Le faon à pieds rouges est une espèce d’oiseau de taille moyenne à petite et aux ailes longues. Le mâle adulte est bleu-gris, à l’exception du dessous rouge de la queue et des pattes. La femelle a le dos et les ailes gris, une tête et un bas du corps orange, une tête blanche avec des rayures noires au niveau des yeux et de la « moustache ». Les jeunes oiseaux sont bruns en haut, avec des veines sombres en dessous, le motif sur la tête est similaire à celui des femelles. Les épis mesurent 28-34 cm de long, 65-75 cm d’envergure.
Habitat naturel
L’espèce se rencontre dans tous les types de milieux ouverts, bordés de plantations ou d’arbres rares, où vivent de nombreuses populations de proies, notamment d’insectes. Ceux-ci inclus:
- steppes et steppes boisées ;
- forêts-galeries le long des berges traversant des prairies ;
- marécages ou marécages, tourbières;
- champs drainés et irrigués;
- grandes clairières forestières;
- zones brûlées;
- parcs, jardins, bosquets (même à l’intérieur des villes) ;
- contreforts des montagnes.
Les chats mâles ne construisent pas de nids, les tendances coloniales de l’espèce déplacent le choix de l’habitat vers des zones où de grands oiseaux (par exemple, des corvidés) se reproduisaient auparavant, des nids appropriés sont évacués de façon saisonnière, de préférence dans les cimes des grands arbres à croissance dense de toute espèce , feuillus ou conifères.
Les câbles aériens, les poteaux et autres structures utilisent des kobchiks pour se reposer entre les séances de chasse aux insectes.

Que mange le chat mâle ?
Ils se nourrissent principalement d’insectes, mais ils chassent également de petits vertébrés, notamment des amphibiens, des reptiles et des mammifères. Les oiseaux planent à la recherche de grappes d’insectes. La majeure partie de la chasse aérienne a lieu en milieu de journée, le matin et en fin d’après-midi, les oiseaux s’assoient sur des arbres ou des lignes électriques, où ils se reposent et prennent des forces. Dans l’aire d’hivernage en Afrique australe, ils chassent en meute et de petites crécerelles rejoignent les chats à poitrine rousse.

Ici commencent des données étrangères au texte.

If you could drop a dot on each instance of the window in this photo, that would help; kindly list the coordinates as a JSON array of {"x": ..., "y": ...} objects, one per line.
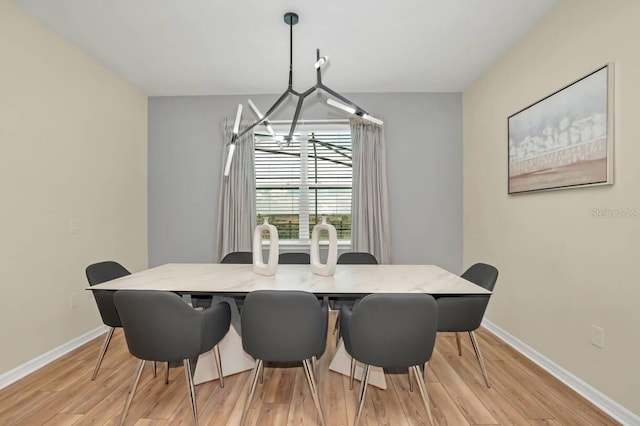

Nourrir les oiseaux :
- termites;
- essaims de criquets;
- d’autres sources de nourriture.
Reproduction et progéniture du faon
Kobchik se reproduit en Europe orientale occidentale, en Asie centrale et centre-nord, avec une aire de répartition principale allant de la Biélorussie au sud jusqu’à la Hongrie, le nord de la Serbie-et-Monténégro, la Roumanie, la Moldavie et l’est de la Bulgarie, à l’est à travers l’Ukraine et au nord-ouest jusqu’au sud de la Russie et au nord du Kazakhstan, jusqu’au nord-ouest de la Chine et le cours supérieur de la rivière Lena (Russie).
À son arrivée sur le site de reproduction à la fin avril, le mâle effectuera un bref spectacle de plumage nuptial, suivi d’un accouplement facile. Les œufs sont pondus peu de temps après (dans les 3 semaines suivant l’arrivée) et les oiseaux couvent ensuite les œufs dans de grandes colonies de nids abandonnés (ou capturés).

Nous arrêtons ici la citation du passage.